İlk Derece Mahkemesince davanın kabulüne ilişkin kararın istinafı üzerine, İstanbul Bölge Adliye Mahkemesi 2. Hukuk Dairesi tarafından 05.04.2017 tarihli karar ile davalının iyiniyetli alıcı konumunda olması nedeniyle, davanın reddine karar verilmesi gerekirken kabulüne karar verilmesinin hatalı olduğu gerekçesi ile Mahkemece verilen kararın ortadan kaldırılmasına ve davanın reddine karar verilmiş, davacı vekili tarafından yapılan temyiz üzerine, Dairece, “ … davanın kabulüne karar verilmesi gerekirken yanılgılı değerlendirme ile yazılı şekilde hüküm kurulması doğru değildir.” gerekçesiyle hüküm bozulmuş, Bölge Adliye Mahkemesince bozma kararına uyularak yapılan yargılama neticesinde, İstanbul Anadolu 8. Asliye Hukuk Mahkemesinin 2013/310 Esas, 2016/345 Karar sayılı 01.11.2016 tarihli kararına yönelik davalı tarafından yapılan istinaf başvurusunun esastan reddine karar verilmiş, davalı tarafından yapılan temyiz üzerine bu kez Dairece; “…Bozma kararına göre, HMK'nın 297 nci maddesine aykırı olmayacak biçimde davanın kabulü yönünde yeni bir karar verilmesi” gerektiği gerekçesiyle karar yeniden bozulmuş, bozma sonrası Bölge Adliye Mahkemesince davalı tarafından yapılan istinaf başvurusunun esastan reddine ve davanın kabulüne ilişkin kararın davalı vekili tarafından temyizi üzerine 02.06.2022 tarihli ek karar ile temyiz başvurusu süresinde olmadığından reddedilmiş, ek karar davalı tarafından temyiz edilmiştir.

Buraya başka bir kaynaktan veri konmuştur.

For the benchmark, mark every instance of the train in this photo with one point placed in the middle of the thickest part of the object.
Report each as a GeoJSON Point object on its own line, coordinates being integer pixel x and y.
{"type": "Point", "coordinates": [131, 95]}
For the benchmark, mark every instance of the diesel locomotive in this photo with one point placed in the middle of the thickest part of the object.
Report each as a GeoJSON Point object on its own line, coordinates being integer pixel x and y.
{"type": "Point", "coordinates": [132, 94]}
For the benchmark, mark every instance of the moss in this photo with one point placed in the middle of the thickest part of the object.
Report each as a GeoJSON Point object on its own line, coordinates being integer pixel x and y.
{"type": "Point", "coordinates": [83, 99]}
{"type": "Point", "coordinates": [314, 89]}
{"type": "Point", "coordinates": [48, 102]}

6100 sayılı Hukuk Muhakemeleri Kanunu’nun (HMK) 361/1 maddesi “ Bölge adliye mahkemesi hukuk dairelerinden verilen temyizi kabil nihai kararlar ile hakem kararlarının iptali talebi üzerine verilen kararlara karşı tebliğ tarihinden itibaren iki hafta içinde temyiz yoluna başvurulabilir.” hükmünü düzenlemiştir.

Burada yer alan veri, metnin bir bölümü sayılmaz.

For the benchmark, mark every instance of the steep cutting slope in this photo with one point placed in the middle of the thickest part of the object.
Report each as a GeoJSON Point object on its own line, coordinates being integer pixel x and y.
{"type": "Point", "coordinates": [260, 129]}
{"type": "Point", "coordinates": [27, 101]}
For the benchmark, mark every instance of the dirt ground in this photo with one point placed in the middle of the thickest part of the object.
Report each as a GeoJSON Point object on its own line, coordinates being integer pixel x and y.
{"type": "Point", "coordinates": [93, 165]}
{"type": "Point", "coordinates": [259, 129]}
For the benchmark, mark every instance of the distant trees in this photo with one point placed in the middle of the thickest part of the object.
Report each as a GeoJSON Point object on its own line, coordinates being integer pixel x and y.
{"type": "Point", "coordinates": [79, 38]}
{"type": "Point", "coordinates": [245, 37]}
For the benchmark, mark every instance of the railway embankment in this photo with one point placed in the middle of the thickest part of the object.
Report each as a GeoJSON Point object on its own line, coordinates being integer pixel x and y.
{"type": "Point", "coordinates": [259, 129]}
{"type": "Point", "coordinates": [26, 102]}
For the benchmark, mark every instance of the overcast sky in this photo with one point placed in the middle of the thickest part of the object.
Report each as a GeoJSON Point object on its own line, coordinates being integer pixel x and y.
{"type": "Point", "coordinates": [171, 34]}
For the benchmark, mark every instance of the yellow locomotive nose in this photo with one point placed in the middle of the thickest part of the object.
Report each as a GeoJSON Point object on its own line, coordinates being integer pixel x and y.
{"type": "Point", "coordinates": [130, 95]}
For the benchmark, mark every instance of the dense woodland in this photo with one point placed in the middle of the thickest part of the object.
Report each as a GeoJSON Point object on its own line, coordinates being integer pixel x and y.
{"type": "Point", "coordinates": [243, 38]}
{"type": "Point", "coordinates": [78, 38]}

Dosya içeriğinden; davalının tek bir vekaletname ile 8 avukatı vekil tayin ettiği, anılan avukatların hepsinin adresinin vekaletnamede aynı olduğu, bunlardan 6 tanesinin 28.02.2017 tarihli dilekçe ile vekillikten istifa ettikleri, tebligatların istifa etmeyen vekillerden Av. ...’nin vekaletnamede belirtilen .... Apartmanındaki adresine yapıldığı, son Bölge Adliye Mahkemesi kararından önce aynı adrese yapılan tebligatların çalışanı sıfatıyla ....’ye yapıldığı ve bu hususa davalı vekili tarafından bir itirazda bulunulmadığı gibi adresinin değiştiğine ilişkin dosyaya bir bildirimde de bulunulmadığı görülmüştür.

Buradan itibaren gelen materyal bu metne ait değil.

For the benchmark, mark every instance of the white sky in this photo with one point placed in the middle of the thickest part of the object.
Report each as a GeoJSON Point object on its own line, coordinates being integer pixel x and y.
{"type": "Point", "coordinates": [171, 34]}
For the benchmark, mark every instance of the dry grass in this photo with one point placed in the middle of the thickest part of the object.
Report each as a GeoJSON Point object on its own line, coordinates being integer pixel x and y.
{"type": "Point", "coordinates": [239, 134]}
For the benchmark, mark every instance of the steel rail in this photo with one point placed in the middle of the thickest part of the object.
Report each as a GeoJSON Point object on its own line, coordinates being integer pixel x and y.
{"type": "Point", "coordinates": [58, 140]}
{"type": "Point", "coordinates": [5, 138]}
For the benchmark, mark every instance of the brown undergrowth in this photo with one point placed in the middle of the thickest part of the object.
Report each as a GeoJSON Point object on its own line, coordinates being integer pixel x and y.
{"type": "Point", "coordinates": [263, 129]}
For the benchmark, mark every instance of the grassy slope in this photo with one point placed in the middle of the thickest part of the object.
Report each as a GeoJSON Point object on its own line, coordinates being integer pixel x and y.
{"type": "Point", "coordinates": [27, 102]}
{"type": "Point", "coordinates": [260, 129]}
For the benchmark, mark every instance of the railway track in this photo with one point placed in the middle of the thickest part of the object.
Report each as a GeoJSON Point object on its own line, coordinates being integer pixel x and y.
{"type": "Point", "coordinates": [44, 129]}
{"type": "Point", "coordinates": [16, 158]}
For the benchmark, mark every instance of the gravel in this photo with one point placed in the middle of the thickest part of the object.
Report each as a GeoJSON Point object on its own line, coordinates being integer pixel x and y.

Bölge Adliye Mahkemesinin 25.11.2021 tarihli ve 2021/1288 Esas, 2021/1811 Karar sayılı gerekçeli kararının davalı vekili Av. ... adına .... Apartmanındaki adreste çalışanı .... imzasına 17.12.2021 tarihinde tebliğ edildiği, kararın 25.05.2022 tarihinde temyiz süresi geçtikten sonra davalı vekili tarafından temyiz edildiği anlaşılmıştır.
Temyiz başvurusunun süresinde olmadığından reddine ilişkin Bölge Adliye Mahkemesince verilen ek karar yukarıda anılan Kanun hükmüne ve dosya içeriğine uygun olduğundan ek kararın onanması gerekmektedir.
SONUÇ: Yukarıda açıklanan nedenle, İstanbul Bölge Adliye Mahkemesi 2. Hukuk Dairesince verilen 02.06.2022 tarihli ek kararın ONANMASINA; dosyanın İstanbul Anadolu 8. Asliye Hukuk Mahkemesine, kararın bir örneğinin kararı veren İstanbul Bölge Adliye Mahkemesi 2. Hukuk Dairesine gönderilmesine, 03.09.2022 tarihinde yürürlüğe giren Avukatlık Asgari Ücret Tarifesi gereğince gelen temyiz edilen davacı vekili için 8.400,00 TL duruşma vekâlet ücretinin temyiz eden davalıdan alınmasına, harç peşin alındığından başkaca harç alınmasına yer olmadığına, 06.12.2022 tarihinde oy birliğiyle kesin olmak üzere karar verildi.